On March 19th the OSCE Academy held a round table on “Central Asia in 2015” for students of the Academy’s Politics and Security programme with the participation of a group from St Andrews University (United Kingdom).
The round table discussed key trends in domestic and international politics in Central Asia that are expected to play important role in 2015 and beyond.
2015 will be quite eventful for most Central Asian countries. The Presidential elections will be held in Kazakhstan and Uzbekistan, parliamentary in Tajikistan and Kyrgyzstan. In his speech, Dr Payam Foroughi touched on issues of electoral systems in Central Asia, the interaction of the opposition with the government, with a focus on Tajikistan. He pointed to the expenses and the legitimacy providing role of international observation of elections.
The coming year will also be important for the region, and in particular for Kyrgyzstan, in connection with the accession to the Eurasian Economic Union (EaEU). Dr Talant Sultanov, Director of the National Institute for Strategic Studies, gave a close-up look at the background of the Union and possible prospects of increasing the integration level among Central Asian states. So, Dr Sultanov pointed out that in addition to economic, there are social and political factors for entry into the EaEU. The possibility of working legally in the Russian Federation and Kazakhstan becomes the most important factor for the Kyrgyz citizens. In addition, the EaEU will allow Kyrgyzstan to move from an economy based on re-export towards investment in development and manufacturing. "The risks of not joining the EaEU disproportionately higher than the risk of entry" - concluded Dr Sultanov.

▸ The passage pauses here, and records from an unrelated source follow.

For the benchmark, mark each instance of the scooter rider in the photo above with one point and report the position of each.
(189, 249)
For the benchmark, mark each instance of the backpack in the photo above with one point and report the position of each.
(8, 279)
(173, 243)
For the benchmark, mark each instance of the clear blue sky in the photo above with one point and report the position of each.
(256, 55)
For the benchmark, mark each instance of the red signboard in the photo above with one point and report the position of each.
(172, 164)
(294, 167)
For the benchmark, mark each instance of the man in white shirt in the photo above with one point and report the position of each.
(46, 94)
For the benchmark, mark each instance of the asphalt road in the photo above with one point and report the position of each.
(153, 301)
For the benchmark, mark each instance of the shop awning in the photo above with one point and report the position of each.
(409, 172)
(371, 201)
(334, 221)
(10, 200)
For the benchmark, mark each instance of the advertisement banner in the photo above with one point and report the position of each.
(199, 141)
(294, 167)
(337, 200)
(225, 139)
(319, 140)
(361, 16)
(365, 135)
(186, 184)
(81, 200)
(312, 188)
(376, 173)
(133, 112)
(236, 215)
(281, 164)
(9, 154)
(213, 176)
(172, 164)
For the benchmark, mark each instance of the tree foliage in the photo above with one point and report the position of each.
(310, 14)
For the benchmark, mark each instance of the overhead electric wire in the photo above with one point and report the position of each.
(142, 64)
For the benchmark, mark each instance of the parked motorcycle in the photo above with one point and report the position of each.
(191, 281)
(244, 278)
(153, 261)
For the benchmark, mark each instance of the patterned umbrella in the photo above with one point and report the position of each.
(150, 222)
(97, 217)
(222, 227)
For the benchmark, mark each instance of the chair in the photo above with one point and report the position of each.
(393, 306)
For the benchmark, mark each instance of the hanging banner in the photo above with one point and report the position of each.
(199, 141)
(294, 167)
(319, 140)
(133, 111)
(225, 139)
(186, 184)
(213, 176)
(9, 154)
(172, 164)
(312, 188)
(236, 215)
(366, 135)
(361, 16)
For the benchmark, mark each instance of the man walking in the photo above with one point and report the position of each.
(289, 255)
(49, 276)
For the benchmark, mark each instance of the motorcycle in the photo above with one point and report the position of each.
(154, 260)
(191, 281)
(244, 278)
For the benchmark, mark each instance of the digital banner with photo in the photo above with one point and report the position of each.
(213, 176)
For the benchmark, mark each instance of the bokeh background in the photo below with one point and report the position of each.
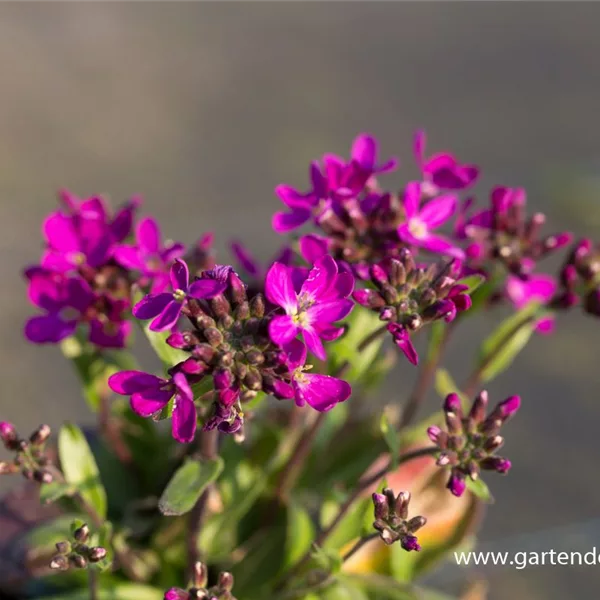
(203, 107)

Professor Rick Fawn expressed his views on the interaction of external actors with the region, noting that the commitment of NATO and the EU is very hesitant to the region and the resources, both human and financial, are limited. However, the EU should continue its normative and value based work to have positive influence in the region.
Summing up, Dr Pál Dunay talked about the real and the ostensible problems and threats the region is facing right now. Economic transformation and transition from the post-Soviet system of government to a more flexible and modern system will allow the Central Asian countries gradually to get rid of economic dependency, gray and black economy and widespread corruption. These matters are far more important than some international issues that appear on the surface of international politics in the region.